From the outset, practitioners should gather information on the novel, non-obvious aspects of the given invention including, but not limited to:

  • Input data preparation: How is data gathered, pre-processed, handled, or parsed upon use by the AI/ML model? Is the data obtained from a specific type of sensor (e.g., a camera or radar device)? What does the data represent (e.g., letters, words, Boolean values)?
  • Model structure: Does the model have specific non-generic features (e.g., a neural network with non-conventional number of nodes at given layers, multiple hidden layers, etc.), and how is the input data mapped to this specific structure?
  • Training phase process: How is the model trained, and in what manner (e.g., tagged input-output pairs, unsupervised learning, etc.)?
  • Execution phase process: What weights are used with respect to what variables? What advantages result from execution of the AI/ML model?
  • Output data post-processing / analysis: How are the outputs utilized and what do they represent (e.g., classification, recommendation, likelihoods, etc.)? Is the data used to control a specific device (e.g., a speech synthesizer or autonomous vehicle)?
  • Locus of AI/ML processing: Is the substantive computing performed locally (e.g., "on the edge"), in the cloud, in multiple locations, and/or elsewhere?
  • AI/ML-based hardware: Does the innovation utilize AI/ML-specific integrated circuits, such as AI/ML -optimized graphics processing units (GPUs)? How does the model structure map to such hardware?

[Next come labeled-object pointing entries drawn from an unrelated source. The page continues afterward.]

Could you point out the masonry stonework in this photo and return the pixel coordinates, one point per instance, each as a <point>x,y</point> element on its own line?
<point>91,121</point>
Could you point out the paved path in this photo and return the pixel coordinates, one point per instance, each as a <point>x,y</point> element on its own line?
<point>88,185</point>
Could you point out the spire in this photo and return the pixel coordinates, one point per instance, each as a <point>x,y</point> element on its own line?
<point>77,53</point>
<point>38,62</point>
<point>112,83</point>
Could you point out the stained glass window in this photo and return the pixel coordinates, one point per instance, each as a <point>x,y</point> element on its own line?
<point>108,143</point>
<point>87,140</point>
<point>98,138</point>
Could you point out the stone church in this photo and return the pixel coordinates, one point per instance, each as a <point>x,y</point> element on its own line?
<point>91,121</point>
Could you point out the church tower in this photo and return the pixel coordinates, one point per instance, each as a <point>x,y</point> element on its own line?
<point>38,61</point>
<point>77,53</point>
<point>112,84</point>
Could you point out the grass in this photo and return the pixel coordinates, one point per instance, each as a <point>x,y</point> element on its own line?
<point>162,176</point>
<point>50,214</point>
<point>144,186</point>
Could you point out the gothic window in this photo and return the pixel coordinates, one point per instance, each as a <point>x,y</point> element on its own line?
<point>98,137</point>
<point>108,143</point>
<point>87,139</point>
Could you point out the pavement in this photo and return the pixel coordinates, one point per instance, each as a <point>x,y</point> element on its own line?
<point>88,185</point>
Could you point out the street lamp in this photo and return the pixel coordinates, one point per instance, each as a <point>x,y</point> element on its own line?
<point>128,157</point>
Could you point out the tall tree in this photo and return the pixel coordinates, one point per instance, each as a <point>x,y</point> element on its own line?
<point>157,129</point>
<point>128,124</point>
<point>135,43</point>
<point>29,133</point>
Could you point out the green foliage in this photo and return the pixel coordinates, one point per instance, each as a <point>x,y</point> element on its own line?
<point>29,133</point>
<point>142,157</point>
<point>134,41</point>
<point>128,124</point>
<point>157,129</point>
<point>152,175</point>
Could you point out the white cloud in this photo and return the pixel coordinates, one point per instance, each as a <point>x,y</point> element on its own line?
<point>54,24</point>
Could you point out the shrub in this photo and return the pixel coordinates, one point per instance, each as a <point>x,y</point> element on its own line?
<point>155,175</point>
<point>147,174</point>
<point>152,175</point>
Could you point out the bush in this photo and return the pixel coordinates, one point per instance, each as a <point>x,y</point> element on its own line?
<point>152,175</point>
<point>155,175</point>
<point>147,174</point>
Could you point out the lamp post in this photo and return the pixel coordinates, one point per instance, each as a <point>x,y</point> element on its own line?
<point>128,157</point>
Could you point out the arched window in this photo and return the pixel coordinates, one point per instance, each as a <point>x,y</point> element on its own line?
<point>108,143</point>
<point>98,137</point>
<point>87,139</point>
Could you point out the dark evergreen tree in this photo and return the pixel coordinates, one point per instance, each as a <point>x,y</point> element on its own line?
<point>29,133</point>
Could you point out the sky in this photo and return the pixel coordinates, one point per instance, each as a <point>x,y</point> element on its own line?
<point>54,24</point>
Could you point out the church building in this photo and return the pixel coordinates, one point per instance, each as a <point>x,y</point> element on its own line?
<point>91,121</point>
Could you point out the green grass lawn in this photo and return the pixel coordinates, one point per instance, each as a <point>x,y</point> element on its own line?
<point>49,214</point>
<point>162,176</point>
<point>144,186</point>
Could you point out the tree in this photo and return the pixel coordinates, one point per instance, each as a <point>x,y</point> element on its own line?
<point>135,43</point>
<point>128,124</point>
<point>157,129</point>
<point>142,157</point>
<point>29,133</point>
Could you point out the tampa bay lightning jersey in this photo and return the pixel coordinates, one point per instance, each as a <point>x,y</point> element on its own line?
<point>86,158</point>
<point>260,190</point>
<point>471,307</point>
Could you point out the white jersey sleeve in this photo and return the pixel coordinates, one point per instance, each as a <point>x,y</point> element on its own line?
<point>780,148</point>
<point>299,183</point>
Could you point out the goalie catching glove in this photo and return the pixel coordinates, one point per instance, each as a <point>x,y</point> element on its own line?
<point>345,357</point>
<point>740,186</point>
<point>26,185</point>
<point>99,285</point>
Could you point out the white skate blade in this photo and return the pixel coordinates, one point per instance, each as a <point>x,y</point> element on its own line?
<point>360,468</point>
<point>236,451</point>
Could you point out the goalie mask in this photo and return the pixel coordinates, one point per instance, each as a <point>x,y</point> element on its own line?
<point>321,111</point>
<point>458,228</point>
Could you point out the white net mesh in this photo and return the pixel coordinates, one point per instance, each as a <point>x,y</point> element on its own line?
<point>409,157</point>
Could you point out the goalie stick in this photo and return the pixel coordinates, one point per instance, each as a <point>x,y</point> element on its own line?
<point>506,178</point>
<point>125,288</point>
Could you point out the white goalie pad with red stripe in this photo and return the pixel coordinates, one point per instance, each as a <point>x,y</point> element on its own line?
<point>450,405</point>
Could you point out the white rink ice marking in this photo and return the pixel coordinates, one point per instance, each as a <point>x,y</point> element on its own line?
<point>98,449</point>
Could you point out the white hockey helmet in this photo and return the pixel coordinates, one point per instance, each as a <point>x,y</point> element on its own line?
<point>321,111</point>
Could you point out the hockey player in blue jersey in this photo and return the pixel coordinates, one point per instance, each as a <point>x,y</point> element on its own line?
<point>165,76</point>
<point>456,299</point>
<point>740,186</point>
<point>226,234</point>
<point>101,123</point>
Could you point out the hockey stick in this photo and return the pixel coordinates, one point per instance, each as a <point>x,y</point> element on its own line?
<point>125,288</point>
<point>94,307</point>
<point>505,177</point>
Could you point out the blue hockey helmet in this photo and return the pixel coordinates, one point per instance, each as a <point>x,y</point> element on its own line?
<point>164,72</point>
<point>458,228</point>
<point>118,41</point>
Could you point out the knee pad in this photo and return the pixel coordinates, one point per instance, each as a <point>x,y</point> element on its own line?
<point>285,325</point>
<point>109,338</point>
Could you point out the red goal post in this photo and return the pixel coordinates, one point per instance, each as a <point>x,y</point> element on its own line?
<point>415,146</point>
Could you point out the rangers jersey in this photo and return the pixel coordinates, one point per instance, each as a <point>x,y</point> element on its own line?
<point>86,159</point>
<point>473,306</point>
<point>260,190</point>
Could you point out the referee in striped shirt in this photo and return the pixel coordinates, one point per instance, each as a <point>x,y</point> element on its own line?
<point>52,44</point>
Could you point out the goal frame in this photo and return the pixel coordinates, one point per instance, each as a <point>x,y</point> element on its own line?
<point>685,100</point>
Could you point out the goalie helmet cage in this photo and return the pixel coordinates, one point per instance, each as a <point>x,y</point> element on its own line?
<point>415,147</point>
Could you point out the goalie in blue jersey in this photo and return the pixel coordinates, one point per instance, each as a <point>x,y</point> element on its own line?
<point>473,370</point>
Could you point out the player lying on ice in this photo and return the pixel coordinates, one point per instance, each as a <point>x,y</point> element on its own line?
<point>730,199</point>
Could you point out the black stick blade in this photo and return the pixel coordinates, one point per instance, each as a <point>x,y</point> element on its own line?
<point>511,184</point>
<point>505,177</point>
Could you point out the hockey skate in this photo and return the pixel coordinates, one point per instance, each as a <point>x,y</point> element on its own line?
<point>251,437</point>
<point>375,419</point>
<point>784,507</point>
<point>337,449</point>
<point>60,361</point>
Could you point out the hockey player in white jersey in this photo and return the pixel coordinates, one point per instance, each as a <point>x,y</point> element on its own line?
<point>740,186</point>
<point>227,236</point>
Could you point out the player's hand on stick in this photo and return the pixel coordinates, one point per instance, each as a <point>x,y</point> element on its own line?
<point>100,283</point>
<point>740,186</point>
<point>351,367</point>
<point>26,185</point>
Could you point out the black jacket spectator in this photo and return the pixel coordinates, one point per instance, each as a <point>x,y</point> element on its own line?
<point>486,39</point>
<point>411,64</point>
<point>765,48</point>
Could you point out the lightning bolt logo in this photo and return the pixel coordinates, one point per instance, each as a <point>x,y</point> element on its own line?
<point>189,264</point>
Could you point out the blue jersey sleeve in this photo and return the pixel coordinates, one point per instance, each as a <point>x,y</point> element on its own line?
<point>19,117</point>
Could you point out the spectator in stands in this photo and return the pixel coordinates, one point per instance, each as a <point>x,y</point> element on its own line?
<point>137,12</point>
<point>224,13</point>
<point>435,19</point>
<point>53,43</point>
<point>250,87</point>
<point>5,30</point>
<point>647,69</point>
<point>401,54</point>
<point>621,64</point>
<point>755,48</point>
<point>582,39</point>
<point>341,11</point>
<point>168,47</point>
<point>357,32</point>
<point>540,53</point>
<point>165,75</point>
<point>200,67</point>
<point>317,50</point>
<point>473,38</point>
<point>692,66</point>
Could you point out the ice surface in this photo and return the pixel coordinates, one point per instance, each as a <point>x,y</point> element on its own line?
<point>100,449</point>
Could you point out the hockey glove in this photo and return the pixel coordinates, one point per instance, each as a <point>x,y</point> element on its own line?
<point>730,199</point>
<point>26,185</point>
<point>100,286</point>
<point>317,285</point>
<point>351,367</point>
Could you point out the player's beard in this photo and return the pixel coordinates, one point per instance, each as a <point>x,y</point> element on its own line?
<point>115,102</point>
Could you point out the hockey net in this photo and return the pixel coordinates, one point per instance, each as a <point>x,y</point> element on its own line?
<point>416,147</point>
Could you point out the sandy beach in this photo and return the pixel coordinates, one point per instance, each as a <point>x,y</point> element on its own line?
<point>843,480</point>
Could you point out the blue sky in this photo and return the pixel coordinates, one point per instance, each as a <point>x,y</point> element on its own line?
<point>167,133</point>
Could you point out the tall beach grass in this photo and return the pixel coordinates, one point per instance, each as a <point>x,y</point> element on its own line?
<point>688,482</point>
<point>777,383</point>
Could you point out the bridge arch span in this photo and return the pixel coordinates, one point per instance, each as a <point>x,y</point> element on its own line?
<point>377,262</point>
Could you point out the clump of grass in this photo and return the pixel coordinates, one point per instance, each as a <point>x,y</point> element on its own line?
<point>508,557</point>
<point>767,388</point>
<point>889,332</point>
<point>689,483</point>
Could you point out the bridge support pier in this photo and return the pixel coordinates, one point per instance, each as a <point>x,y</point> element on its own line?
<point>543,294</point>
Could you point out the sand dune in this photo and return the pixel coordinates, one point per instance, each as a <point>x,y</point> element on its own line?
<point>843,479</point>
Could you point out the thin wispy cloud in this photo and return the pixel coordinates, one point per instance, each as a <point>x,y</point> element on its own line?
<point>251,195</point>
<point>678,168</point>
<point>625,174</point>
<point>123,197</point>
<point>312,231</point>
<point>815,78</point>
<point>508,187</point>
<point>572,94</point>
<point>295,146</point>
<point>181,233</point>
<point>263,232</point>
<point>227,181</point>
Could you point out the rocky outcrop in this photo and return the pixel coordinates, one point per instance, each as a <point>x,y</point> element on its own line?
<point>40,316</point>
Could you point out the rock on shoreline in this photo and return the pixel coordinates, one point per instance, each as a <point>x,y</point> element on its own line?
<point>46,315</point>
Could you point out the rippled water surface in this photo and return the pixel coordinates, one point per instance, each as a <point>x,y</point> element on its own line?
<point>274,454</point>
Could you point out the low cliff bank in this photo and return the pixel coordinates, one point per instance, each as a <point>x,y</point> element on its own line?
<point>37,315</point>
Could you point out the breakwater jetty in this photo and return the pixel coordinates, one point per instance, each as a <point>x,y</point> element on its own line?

Next, when drafting AI/ML-centric patent claims, practitioners should:

  • Include a "patentable hook" in each independent claim, which hopefully relates back to the AI/ML-based nature of the invention.
  • Separate training phase processes from execution phase processes by utilizing independent claim families directed to the respective methods.
  • Try to incorporate as much physical structure (e.g., controller, computation unit, circuits, etc.) as possible into the claims to obviate issues with 35 U.S. § 101 (patentable subject matter). This structure can include both special hardware used for the training and execution phases, as well as physical devices that provide input data or receive output data.
  • Utilize patent analytics by "testing" sample claim language to predict art unit assignments and iteratively adjust claim terms to actively avoid business method type art units (e.g., art unit 3600) or other low-allowance-rate art units.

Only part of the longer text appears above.